Comment le type de filet utilisé a-t-il influencé la conception d'un bateau de pêche chinois ?

Le type de filet a directement influencé la conception de la coque, l'aménagement du pont, la hauteur du franc-bord et la taille de l'équipage. Les bateaux à senne traînante nécessitaient des poutres larges et stables pour supporter la tension d'un filet plein ; les bateaux à carrelet exigeaient des structures de proue spécifiques pour soutenir le cadre du filet ; les jonques de pêche fluviale avaient besoin d'un faible tirant d'eau et de fonds plats pour la navigation sur les voies navigables intérieures. Le filet et le bateau étaient conçus comme un système intégré.

Pourquoi les bateaux de pêche chinois traditionnels disparaissent-ils ?

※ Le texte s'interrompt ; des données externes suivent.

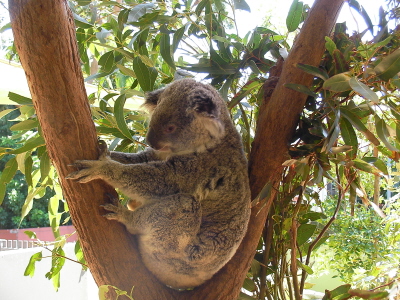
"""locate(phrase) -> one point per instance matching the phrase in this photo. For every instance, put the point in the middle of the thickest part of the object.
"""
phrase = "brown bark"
(45, 39)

La fibre de verre et l'aluminium ont remplacé le bois dans la construction navale ; les moteurs ont remplacé les voiles et les rames ; et les chalutiers industriels ont supplanté les flottes de petits bateaux. Les formes de coque spécifiques, les aménagements de pont et les techniques de construction associés aux bateaux de pêche traditionnels ne sont plus détenus principalement que par les artisans âgés et sont préservés dans des maquettes fabriquées à la main.

Qu'est-ce qui fait qu'une maquette de bateau de pêche chinois est un objet de collection significatif ?

Une maquette de bateau de pêche fabriquée à la main préserve la réalité tridimensionnelle d'un navire de travail — ses proportions, la relation entre la coque, le filet et le gréement — d'une manière que les photographies ne peuvent pas faire. Les maquettes construites par des artisans ayant une connaissance directe de la construction navale traditionnelle transmettent des informations culturelles qui seraient autrement perdues à mesure que les navires eux-mêmes disparaissent.